Diyarbakır Bağlar ilçesine bağlı Tavşantepe’de kaybolan 8 yaşındaki Narin Güran’ın cansız vücudu 18 gün sonra köyünün yakınlarındaki bir derede bulundu. Cinayet ve sonrasında yaşananlar Türkiye’nin en çok konuştuğu husus oldu. Cinayetle ilgili olarak ortalarında amca Salim, anne Yüksel ve ağabey Enes Güran ile komşuları Nevzat Bahtiyar hakkında “iştirak halinde çocuğa karşı taammüden öldürme” cürmünden ağırlaştırılmış müebbet mahpus cezası istemiyle iddianame hazırlandı. Sanıklar geçtiğimiz günlerde birinci defa hakim karşısına çıktı. Ancak cinayete dair hiçbir şey söylemediler.

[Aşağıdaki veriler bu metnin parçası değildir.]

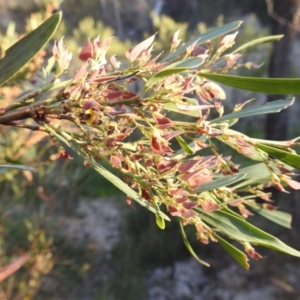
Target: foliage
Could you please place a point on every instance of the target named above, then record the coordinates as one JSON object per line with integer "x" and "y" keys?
{"x": 160, "y": 158}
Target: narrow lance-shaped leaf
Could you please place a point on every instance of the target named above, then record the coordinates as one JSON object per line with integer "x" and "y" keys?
{"x": 237, "y": 254}
{"x": 218, "y": 183}
{"x": 278, "y": 86}
{"x": 240, "y": 230}
{"x": 25, "y": 49}
{"x": 259, "y": 41}
{"x": 288, "y": 158}
{"x": 267, "y": 108}
{"x": 106, "y": 174}
{"x": 203, "y": 38}
{"x": 174, "y": 68}
{"x": 189, "y": 247}
{"x": 279, "y": 217}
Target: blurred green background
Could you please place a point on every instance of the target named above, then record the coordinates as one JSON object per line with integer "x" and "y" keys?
{"x": 83, "y": 240}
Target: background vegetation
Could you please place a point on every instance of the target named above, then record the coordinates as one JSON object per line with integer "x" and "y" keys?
{"x": 34, "y": 205}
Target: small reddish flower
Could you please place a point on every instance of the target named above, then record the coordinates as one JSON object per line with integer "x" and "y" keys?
{"x": 208, "y": 205}
{"x": 159, "y": 145}
{"x": 61, "y": 54}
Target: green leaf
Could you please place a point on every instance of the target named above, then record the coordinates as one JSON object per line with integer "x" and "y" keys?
{"x": 288, "y": 158}
{"x": 189, "y": 247}
{"x": 255, "y": 174}
{"x": 203, "y": 38}
{"x": 174, "y": 68}
{"x": 267, "y": 108}
{"x": 160, "y": 222}
{"x": 237, "y": 254}
{"x": 25, "y": 49}
{"x": 20, "y": 167}
{"x": 218, "y": 183}
{"x": 186, "y": 148}
{"x": 255, "y": 170}
{"x": 259, "y": 41}
{"x": 278, "y": 217}
{"x": 121, "y": 185}
{"x": 240, "y": 230}
{"x": 277, "y": 86}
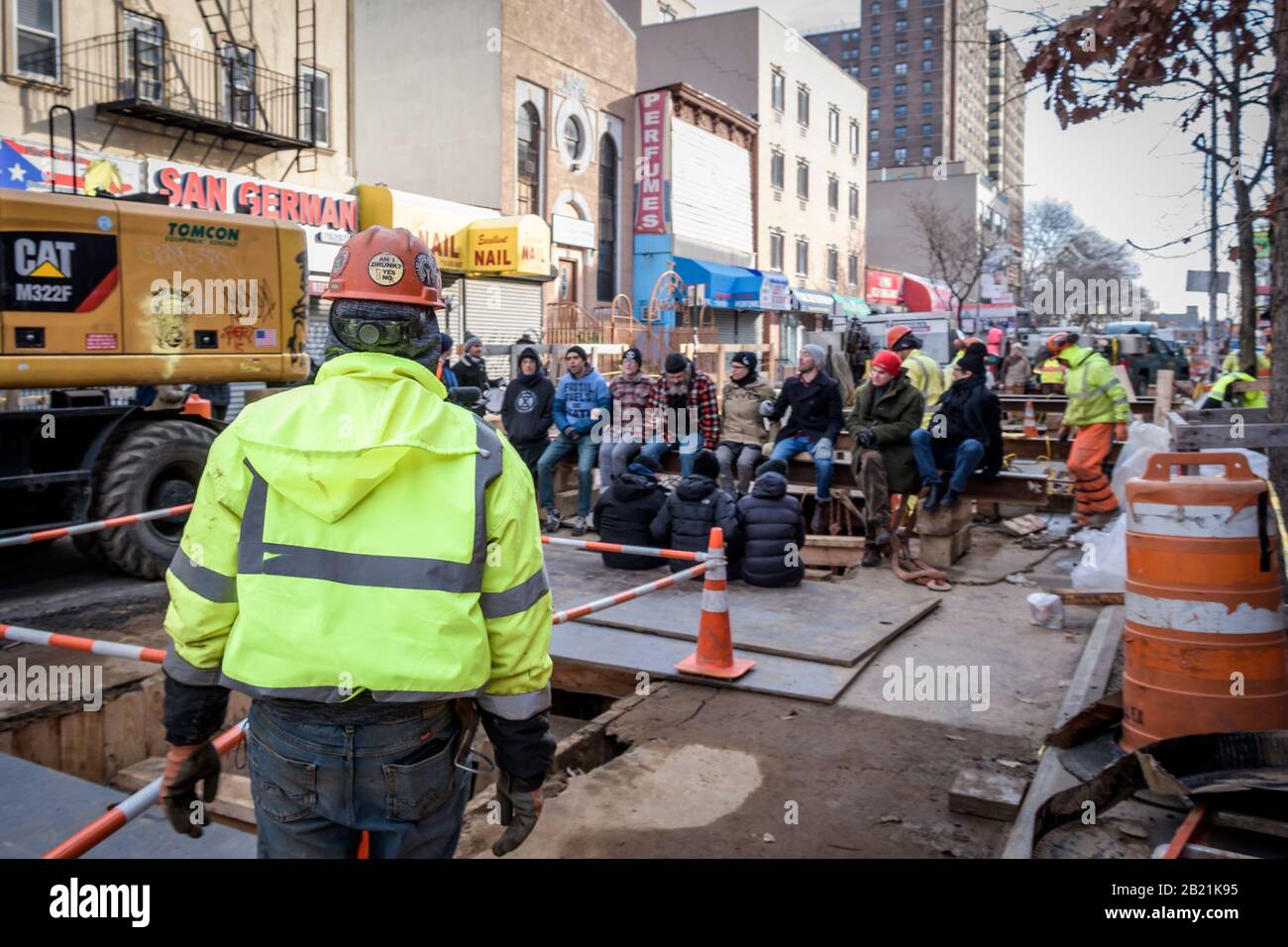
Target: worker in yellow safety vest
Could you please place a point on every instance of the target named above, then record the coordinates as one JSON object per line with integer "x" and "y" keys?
{"x": 922, "y": 371}
{"x": 364, "y": 560}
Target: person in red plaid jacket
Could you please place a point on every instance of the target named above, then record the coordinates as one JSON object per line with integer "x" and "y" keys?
{"x": 684, "y": 412}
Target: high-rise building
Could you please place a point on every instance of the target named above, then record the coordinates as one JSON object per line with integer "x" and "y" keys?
{"x": 923, "y": 63}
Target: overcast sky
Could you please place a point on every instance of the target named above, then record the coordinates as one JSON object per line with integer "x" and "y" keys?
{"x": 1131, "y": 176}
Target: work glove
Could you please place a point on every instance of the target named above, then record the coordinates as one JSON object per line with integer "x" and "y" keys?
{"x": 519, "y": 813}
{"x": 184, "y": 768}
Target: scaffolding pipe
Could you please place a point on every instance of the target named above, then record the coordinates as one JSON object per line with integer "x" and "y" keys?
{"x": 80, "y": 528}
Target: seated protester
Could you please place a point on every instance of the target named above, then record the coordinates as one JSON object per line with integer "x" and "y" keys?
{"x": 527, "y": 410}
{"x": 696, "y": 506}
{"x": 773, "y": 530}
{"x": 742, "y": 429}
{"x": 887, "y": 410}
{"x": 965, "y": 433}
{"x": 626, "y": 510}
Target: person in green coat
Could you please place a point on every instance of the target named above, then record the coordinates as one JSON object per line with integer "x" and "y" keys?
{"x": 887, "y": 410}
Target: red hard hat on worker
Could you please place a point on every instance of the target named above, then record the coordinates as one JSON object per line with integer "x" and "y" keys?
{"x": 389, "y": 265}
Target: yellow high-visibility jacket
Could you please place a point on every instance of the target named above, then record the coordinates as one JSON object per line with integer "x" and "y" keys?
{"x": 364, "y": 534}
{"x": 1095, "y": 393}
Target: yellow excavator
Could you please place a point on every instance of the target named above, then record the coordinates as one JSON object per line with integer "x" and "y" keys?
{"x": 98, "y": 292}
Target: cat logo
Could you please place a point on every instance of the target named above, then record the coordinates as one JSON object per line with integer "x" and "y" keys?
{"x": 44, "y": 258}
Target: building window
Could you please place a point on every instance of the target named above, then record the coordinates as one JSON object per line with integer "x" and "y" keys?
{"x": 145, "y": 62}
{"x": 38, "y": 38}
{"x": 239, "y": 90}
{"x": 606, "y": 277}
{"x": 314, "y": 106}
{"x": 529, "y": 159}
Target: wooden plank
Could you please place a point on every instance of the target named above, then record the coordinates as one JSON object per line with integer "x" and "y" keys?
{"x": 124, "y": 737}
{"x": 40, "y": 742}
{"x": 81, "y": 741}
{"x": 1163, "y": 399}
{"x": 657, "y": 656}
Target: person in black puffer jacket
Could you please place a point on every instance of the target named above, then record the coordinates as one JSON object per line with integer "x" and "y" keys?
{"x": 771, "y": 522}
{"x": 626, "y": 510}
{"x": 690, "y": 513}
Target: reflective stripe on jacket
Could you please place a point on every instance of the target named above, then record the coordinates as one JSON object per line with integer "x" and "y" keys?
{"x": 1095, "y": 393}
{"x": 364, "y": 534}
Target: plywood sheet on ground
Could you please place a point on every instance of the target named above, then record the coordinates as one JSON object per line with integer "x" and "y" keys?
{"x": 835, "y": 624}
{"x": 655, "y": 655}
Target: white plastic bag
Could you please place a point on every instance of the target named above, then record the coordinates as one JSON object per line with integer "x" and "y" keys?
{"x": 1046, "y": 609}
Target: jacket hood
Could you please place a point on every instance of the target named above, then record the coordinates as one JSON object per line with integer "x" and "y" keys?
{"x": 695, "y": 487}
{"x": 327, "y": 445}
{"x": 771, "y": 486}
{"x": 627, "y": 486}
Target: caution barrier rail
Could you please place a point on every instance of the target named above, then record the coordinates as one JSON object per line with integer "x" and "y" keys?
{"x": 81, "y": 528}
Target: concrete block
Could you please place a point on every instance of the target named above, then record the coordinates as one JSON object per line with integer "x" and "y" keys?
{"x": 987, "y": 793}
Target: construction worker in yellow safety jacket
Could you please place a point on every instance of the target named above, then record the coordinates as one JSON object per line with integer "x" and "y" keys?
{"x": 1099, "y": 412}
{"x": 364, "y": 560}
{"x": 922, "y": 371}
{"x": 1220, "y": 394}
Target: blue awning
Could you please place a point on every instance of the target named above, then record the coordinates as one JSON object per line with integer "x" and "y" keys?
{"x": 728, "y": 287}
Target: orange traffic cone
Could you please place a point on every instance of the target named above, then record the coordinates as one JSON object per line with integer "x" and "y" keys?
{"x": 1030, "y": 420}
{"x": 713, "y": 657}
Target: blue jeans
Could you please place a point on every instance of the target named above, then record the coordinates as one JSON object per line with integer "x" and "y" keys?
{"x": 317, "y": 785}
{"x": 790, "y": 446}
{"x": 690, "y": 445}
{"x": 559, "y": 449}
{"x": 932, "y": 455}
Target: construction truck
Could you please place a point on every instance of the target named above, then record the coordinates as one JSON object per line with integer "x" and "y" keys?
{"x": 99, "y": 292}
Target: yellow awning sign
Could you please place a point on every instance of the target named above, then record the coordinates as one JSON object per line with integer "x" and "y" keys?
{"x": 463, "y": 239}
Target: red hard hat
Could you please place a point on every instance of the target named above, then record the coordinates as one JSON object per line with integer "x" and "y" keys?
{"x": 386, "y": 265}
{"x": 894, "y": 334}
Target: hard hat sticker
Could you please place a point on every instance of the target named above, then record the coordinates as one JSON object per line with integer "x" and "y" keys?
{"x": 385, "y": 268}
{"x": 428, "y": 269}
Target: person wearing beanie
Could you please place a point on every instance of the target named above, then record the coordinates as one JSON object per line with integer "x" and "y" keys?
{"x": 527, "y": 410}
{"x": 621, "y": 433}
{"x": 694, "y": 509}
{"x": 772, "y": 528}
{"x": 581, "y": 397}
{"x": 472, "y": 369}
{"x": 888, "y": 407}
{"x": 742, "y": 429}
{"x": 683, "y": 414}
{"x": 626, "y": 510}
{"x": 811, "y": 402}
{"x": 965, "y": 433}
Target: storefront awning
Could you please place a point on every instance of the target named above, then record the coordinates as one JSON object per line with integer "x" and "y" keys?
{"x": 726, "y": 287}
{"x": 812, "y": 300}
{"x": 851, "y": 305}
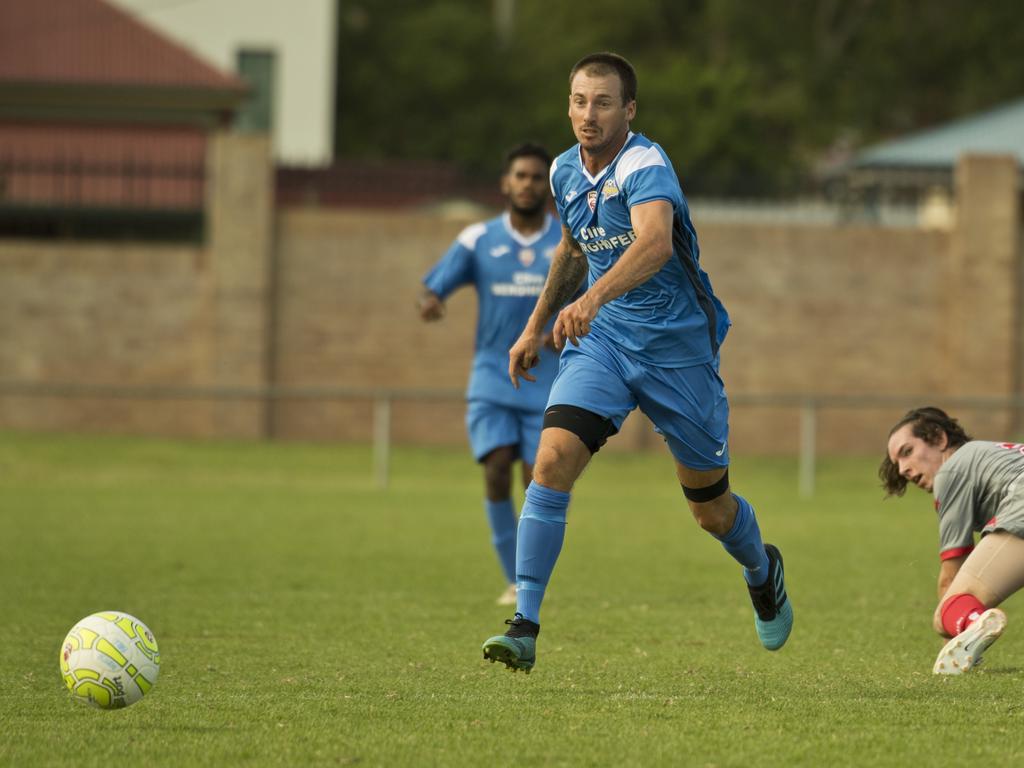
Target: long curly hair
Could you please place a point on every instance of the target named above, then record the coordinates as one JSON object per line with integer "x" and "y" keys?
{"x": 929, "y": 424}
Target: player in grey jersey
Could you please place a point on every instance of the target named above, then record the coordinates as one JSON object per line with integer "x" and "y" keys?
{"x": 978, "y": 487}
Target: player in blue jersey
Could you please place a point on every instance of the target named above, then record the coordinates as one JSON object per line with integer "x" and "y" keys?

Narin’i kim ve neden öldürdü sorusu hala karşılık arıyor.
Tekirdağ’da 8 Eylül’de ise 2 yaşındaki Sıla bebeğin, uğradığı cinsel istismar ve şiddet nedeniyle hastaneye kaldırıldığı haberleri geldi. Sıla bebek tam 30 gün sonra ömrünü yitirdi. Olayla ilgili öz annesi başta olmak üzere, birlikte yaşadığı S.Ö. (57), komşuları K.A. (32) ile 13 yaşındaki oğlu K.A. ve 14 yaşındaki G.K. tutuklandı.
İzmir’in Selçuk ilçesinde ise annelerinin konutta bıraktığı en küçüğü 1, en büyüğü ise 5 yaşında olan Fadime Nefes (5), Funda Peri (4), Aslan Miraç (3), Masal Işık (2) ve Aras Bulut Akcan (1) yangında hayatlarını kaybetti.
Yenidoğan çetesi ise İstanbul’da, 112 Acil Davet Merkezi’nde çalışan şahıslarla ortak hareket ederek, bebek acil hastalarını evvelce anlaştıkları özel hastanelerin yenidoğan ünitelerine sevk edip vefatlarına neden oldukları teziyle yargı karşısında.